This page is a companion to an article published in STAT News, where I describe the value of taking a “bird’s eye perspective” on the clinical trial enterprise.
In December 2018, I downloaded data on all of the clinical trial registration records from 10 large pharmaceutical companies and AERO graphed them all together—by trial start date on the x-axis, and disease/condition of interest on the y-axis. The resulting figure, which includes more than 13,000 trials, is below.
Each bubble in the figure corresponds to a trial. The bubble color corresponds to the company; its size corresponds to the number of human subjects enrolled. Bubble shape indicates the trial’s current status, e.g., circles are completed trials; triangles are still active.
You can interact with the figure by mousing-over any bubble to see more information about the study. You can also click on any bubble to open the trial’s registration page on ClinicalTrials.gov.
For more on my interpretation of the figure, please do check out the piece at STAT. Or if you scroll all the way down to the bottom of the page (it’s a long way down there!), I describe some of the technical details about how this figure is produced.
Notes and Updates
July 23, 2019: You can now download the data set for this figure from the Harvard Dataverse.
July 18, 2019: Like most of the visualizations on this site, this figure is produced using Python and the Bokeh visualization library.

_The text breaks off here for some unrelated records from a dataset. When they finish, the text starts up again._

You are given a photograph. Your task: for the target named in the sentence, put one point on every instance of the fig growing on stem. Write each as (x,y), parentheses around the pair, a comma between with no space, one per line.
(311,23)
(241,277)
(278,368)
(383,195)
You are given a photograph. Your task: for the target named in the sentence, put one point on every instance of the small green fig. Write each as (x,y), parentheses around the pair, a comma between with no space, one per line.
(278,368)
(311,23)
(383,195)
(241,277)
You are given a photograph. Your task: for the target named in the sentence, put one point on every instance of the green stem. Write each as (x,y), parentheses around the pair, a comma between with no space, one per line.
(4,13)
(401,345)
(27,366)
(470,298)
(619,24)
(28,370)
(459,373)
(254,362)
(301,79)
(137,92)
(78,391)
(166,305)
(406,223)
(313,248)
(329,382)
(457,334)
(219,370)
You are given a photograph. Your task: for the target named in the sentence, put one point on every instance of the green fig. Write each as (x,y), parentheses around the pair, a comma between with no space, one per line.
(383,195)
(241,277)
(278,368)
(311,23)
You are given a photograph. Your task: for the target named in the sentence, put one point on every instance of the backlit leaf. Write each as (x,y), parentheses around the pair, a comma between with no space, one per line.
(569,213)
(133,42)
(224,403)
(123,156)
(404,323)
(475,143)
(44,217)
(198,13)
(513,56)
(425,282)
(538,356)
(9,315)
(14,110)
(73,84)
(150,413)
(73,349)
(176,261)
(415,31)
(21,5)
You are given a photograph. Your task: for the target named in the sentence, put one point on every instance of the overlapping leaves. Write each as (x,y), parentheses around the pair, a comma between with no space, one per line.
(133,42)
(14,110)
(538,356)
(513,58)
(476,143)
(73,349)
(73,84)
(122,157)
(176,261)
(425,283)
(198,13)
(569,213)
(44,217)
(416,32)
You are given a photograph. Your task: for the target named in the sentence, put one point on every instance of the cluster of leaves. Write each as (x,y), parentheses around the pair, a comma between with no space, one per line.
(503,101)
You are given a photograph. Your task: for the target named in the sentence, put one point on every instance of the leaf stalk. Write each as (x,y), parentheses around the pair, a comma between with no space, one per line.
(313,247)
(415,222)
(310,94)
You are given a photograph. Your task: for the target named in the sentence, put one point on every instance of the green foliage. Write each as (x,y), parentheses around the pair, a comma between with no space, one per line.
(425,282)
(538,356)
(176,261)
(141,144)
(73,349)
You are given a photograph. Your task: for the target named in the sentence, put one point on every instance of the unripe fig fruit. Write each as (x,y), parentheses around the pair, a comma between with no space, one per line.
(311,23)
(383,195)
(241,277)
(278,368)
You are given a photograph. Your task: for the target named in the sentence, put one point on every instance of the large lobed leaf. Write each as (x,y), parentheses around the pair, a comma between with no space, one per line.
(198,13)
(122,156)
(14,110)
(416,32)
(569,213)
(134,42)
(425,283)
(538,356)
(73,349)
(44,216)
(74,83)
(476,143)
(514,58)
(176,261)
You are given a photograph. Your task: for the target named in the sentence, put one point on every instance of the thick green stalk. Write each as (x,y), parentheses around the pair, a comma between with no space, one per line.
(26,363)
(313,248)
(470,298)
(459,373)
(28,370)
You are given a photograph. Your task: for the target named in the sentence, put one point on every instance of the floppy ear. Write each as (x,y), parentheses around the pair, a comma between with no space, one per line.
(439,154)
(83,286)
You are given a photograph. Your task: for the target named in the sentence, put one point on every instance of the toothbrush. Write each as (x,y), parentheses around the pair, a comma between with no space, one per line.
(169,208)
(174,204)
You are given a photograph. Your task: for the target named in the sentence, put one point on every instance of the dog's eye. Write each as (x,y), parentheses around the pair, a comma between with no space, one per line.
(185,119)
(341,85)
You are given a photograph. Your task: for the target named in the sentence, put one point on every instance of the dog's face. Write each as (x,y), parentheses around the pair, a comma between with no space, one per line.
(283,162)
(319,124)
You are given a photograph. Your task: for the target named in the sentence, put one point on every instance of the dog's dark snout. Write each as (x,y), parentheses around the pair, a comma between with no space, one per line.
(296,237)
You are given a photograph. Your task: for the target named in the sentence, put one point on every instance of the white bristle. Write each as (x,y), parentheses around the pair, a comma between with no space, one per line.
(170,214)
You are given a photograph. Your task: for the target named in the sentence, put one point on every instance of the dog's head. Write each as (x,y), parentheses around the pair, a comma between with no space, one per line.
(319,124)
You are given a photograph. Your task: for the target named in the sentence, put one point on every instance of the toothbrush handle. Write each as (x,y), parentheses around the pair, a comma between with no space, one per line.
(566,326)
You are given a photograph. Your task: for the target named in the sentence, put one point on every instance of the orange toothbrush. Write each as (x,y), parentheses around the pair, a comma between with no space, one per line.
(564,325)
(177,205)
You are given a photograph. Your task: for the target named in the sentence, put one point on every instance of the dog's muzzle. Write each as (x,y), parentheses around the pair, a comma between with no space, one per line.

I have scripts to download all of the trial data (in xml format) from these 10 sponsors, extract and combine the data from the xmls into one spreadsheet, and then graph the result.
But one of the major challenges in analyzing or visualizing ClinicalTrials.gov data is the fact that the there is no standardized vocabulary or ontology for how to describe the condition/disease of interest in a clinical trial. For example, one trial might describe itself as studying “Alzheimer’s disease and dementia” and another describe itself as studying “Alzheimer’s and related dementias”. While a human can look at those two descriptions and immediately judge them to be the same, a computer will need some help.
Fortunately, many (although not all) registration records are tagged with MeSH terms, and MeSH is a structured vocabulary. Therefore, to transform the unstructured condition field data into structured data, I wrote an algorithm that uses the MeSH terms and fuzzy text matching with some of the other fields in the registration record to make a judgment about the condition of interest. Although this algorithm is not perfect and there is certainly some noise in the figure, it is nevertheless accurate enough to provide a meaningful picture of more than 13K trials—and it does so without having to do any manual coding of the data.